How does it make any sense to write completely separate code for the
two? IMO, the ideal situation is to implement only Rijndael, and then
point out in the documentation (or possibly through template
instantiations) that if you want AES you just use Rijndael and set the
block size to 128.

Chris
-----BEGIN PGP SIGNATURE-----
Version: GnuPG v2.0.19 (GNU/Linux)

iEYEAREDAAYFAlDXrDQACgkQXUF6hOTGP7etZwCePrvhv9vGw8PcFab2TAs/mdD1
1MoAn1fGflfIJjMEeivY8bDF1ByNdEy4
=5CSs
-----END PGP SIGNATURE-----

[Mouse]

After checking the docs for Crypto++ I regret to report that this library (currently) does NOT support Rijndael, but only AES - using two names for the same algorithm (AES).

Disappointing...
--
Regards,
Mouse

[Mouse]

It doesn't have to be "completely separate code", but clearly AES must not allow any block size besides 16 bytes (must not offer this option), and Rijndael must support three block sizes selectable at the time of use.

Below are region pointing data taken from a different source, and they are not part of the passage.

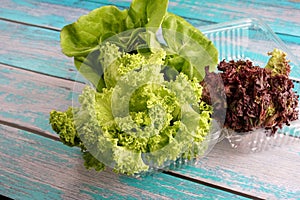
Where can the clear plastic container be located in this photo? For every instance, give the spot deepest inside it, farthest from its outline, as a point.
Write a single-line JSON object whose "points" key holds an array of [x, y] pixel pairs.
{"points": [[252, 39]]}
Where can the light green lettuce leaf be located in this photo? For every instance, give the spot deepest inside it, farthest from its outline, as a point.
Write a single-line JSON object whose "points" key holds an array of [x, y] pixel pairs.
{"points": [[189, 50]]}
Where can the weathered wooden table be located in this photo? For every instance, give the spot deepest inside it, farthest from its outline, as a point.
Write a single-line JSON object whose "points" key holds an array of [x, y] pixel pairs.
{"points": [[35, 77]]}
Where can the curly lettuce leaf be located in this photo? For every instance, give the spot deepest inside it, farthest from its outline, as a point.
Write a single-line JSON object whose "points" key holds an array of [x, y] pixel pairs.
{"points": [[63, 124], [189, 50], [278, 63], [83, 37]]}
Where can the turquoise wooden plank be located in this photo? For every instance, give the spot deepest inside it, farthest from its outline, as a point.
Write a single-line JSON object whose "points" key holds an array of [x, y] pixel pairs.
{"points": [[271, 174], [35, 49], [207, 11], [227, 10], [34, 167], [60, 14], [28, 97], [39, 50]]}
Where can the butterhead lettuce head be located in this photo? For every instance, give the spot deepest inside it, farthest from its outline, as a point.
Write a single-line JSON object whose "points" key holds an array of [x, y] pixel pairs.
{"points": [[142, 107]]}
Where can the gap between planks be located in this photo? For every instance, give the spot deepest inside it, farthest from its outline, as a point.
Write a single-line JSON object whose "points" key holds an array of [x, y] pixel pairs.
{"points": [[48, 135]]}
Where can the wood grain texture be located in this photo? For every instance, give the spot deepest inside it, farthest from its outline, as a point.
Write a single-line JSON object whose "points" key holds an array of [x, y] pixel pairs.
{"points": [[27, 97], [35, 49], [38, 49], [208, 10], [271, 174], [34, 167], [41, 94], [198, 13]]}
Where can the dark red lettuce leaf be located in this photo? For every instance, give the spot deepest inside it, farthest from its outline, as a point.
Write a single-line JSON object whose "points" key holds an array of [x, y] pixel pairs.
{"points": [[255, 98]]}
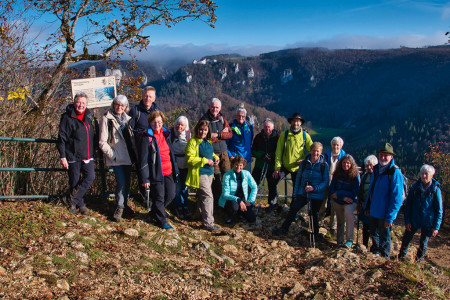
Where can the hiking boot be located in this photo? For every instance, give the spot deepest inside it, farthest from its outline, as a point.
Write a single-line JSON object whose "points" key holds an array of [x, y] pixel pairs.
{"points": [[167, 226], [348, 244], [128, 211], [179, 213], [84, 211], [212, 228], [68, 200], [187, 213], [279, 231], [73, 209], [118, 214]]}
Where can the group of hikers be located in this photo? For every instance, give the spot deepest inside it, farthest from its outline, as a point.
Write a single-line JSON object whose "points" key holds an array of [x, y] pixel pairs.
{"points": [[215, 159]]}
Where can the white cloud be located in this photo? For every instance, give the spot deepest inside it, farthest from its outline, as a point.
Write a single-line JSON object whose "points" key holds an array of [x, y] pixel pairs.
{"points": [[446, 12], [369, 42]]}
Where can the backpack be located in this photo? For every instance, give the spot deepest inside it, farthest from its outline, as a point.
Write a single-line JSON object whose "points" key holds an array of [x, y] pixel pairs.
{"points": [[391, 172], [322, 168], [110, 132]]}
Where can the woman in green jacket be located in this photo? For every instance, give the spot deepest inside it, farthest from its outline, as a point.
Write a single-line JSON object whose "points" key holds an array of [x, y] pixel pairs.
{"points": [[201, 159]]}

I will keep to myself what I think about the suggestion to "point out in the documentation" in general, and especially when cryptographic issues are involved.

Template instantiation could be a good solution.
--
Regards,
Mouse

[Jamaal Scarlett]

I agree, the two names for the same algorithm is confusing.  Especially when the specifications for both are different re. block size.